Eine vom Lehrer veranlasste Gruppenprojektarbeit ist Teil des versicherten Schulbesuchs, auch wenn sie außerhalb der Schule erledigt werden kann. Dies hat das Bundessozialgericht (BSG) entschieden.

Schüler stehen während des Besuchs allgemeinbildender Schulen unter dem Schutz der Gesetzlichen Unfallversicherung. Das BSG stellt dabei in ständiger Rechtsprechung darauf ab, ob sich der konkrete Unfall noch im „organisatorischen Verantwortungsbereich der Schule“ ereignet hat. Im Fall eines 15-jährigen Realschülers, der im Rahmen einer schulischen Projektarbeit stürzte und seitdem auf einen Rollstuhl angewiesen ist, hat es entschieden, dass dieser einen versicherten Unfall erlitten hat.

Auch während schulisch initiierter Gruppenarbeiten, die außerhalb des Schulgeländes nach Unterrichtsschluss stattfinden, seien Schüler allgemein- oder berufsbildender Schulen folglich kraft Gesetzes unfallversichert.
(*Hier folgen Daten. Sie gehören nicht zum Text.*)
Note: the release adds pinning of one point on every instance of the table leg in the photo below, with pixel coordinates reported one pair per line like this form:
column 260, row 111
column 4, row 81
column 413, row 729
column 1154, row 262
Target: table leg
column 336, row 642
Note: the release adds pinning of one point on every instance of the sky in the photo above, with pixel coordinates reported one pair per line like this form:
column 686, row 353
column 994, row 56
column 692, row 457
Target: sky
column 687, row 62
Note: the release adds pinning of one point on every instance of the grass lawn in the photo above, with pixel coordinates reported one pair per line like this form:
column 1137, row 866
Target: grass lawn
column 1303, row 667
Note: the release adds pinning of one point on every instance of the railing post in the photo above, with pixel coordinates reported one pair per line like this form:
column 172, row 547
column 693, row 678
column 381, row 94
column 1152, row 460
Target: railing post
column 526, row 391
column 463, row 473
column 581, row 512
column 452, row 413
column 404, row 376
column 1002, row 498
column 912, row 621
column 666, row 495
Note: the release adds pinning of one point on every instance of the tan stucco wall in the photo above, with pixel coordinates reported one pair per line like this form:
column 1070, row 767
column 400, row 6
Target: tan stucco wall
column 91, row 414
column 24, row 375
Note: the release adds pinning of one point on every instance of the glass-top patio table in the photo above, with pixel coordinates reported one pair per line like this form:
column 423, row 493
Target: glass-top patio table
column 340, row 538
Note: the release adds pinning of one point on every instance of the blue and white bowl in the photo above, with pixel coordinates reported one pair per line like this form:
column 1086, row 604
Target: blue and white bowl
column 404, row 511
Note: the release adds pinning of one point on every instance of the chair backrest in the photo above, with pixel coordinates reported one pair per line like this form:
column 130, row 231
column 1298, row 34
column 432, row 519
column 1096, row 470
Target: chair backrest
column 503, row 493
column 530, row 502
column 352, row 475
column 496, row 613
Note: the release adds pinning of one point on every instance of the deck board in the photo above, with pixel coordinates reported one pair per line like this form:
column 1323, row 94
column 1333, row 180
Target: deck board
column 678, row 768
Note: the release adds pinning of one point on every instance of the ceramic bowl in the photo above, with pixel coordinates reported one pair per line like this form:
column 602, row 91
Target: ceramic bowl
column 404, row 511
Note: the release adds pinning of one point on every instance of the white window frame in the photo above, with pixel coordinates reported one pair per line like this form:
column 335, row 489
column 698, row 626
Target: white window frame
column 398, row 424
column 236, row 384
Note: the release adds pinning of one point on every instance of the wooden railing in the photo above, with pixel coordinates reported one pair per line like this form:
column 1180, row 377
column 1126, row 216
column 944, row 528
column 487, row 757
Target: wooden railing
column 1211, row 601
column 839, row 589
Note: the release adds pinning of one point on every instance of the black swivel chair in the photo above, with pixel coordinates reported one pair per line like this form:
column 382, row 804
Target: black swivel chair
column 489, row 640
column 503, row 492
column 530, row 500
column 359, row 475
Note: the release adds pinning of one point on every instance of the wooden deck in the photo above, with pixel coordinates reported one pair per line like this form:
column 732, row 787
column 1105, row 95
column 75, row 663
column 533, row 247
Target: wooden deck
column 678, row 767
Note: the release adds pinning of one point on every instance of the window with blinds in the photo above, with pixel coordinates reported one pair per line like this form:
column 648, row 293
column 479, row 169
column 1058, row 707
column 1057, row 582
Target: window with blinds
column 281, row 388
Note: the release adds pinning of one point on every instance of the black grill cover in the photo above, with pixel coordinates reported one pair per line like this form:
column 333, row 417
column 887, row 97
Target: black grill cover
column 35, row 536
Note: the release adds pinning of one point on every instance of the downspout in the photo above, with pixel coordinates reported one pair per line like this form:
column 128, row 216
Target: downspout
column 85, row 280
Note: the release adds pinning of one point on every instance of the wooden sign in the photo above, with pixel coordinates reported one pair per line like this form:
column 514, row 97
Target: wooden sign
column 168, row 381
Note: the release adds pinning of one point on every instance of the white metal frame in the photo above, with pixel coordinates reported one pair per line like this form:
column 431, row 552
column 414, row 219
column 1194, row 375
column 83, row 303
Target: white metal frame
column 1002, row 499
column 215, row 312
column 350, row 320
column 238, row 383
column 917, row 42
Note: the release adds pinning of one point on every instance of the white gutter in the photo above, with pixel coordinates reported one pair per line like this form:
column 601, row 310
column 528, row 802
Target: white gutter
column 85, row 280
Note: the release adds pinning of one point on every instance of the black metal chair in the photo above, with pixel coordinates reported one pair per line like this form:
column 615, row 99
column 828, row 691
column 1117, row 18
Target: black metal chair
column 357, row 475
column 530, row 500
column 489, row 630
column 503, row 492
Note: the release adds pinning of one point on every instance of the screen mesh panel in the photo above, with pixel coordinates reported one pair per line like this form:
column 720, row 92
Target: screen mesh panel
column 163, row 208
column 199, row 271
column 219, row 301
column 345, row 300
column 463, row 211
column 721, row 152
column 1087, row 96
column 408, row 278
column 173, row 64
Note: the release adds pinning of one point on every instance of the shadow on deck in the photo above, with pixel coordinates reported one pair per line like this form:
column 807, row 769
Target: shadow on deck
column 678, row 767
Der Schüler habe im Musikunterricht gemeinsam mit drei Mitschülern einen Videoclip erstellen sollen. Da die Gruppe im Unterricht mit dem Clip nicht fertig geworden sei, habe sie sich zu den Dreharbeiten mit Billigung der Musiklehrerin nach Unterrichtsschluss im häuslichen Bereich eines Mitschülers getroffen. Bei den Dreharbeiten habe in der Gruppe Streit gegeben, weswegen der klagende Schüler auf dem Heimweg von einem der Klassenkameraden erheblich verletzt wurde. Die beklagte Unfallkasse lehnte es laut BSG ab, Leistungen der gesetzlichen Unfallversicherung zu gewähren, weil es sich bei den Dreharbeiten um Hausaufgaben gehandelt habe, die grundsätzlich in den Verantwortungsbereich der Eltern fielen.

Dem hat das BSG – wie schon die Vorinstanz – widersprochen. Zwar hat es an seiner Rechtsprechung festgehalten, dass kein Versicherungsschutz besteht, wenn Schüler ihre Hausaufgaben im Selbststudium zu Hause erledigen. Es liege jedoch keine „Hausaufgabe“ mehr vor, wenn Lehrkräfte Schülergruppen aus pädagogischen oder organisatorischen Gründen zusammenstellen und mit einer Aufgabe betrauen, die die Gruppe außerhalb der Schule selbstorganisiert lösen soll. Dann setze sich der Schulbesuch in der Gruppe fort, in der neben fachlichen zugleich auch soziale und affektive Kompetenzen untereinander vermittelt und eingeübt werden sollen.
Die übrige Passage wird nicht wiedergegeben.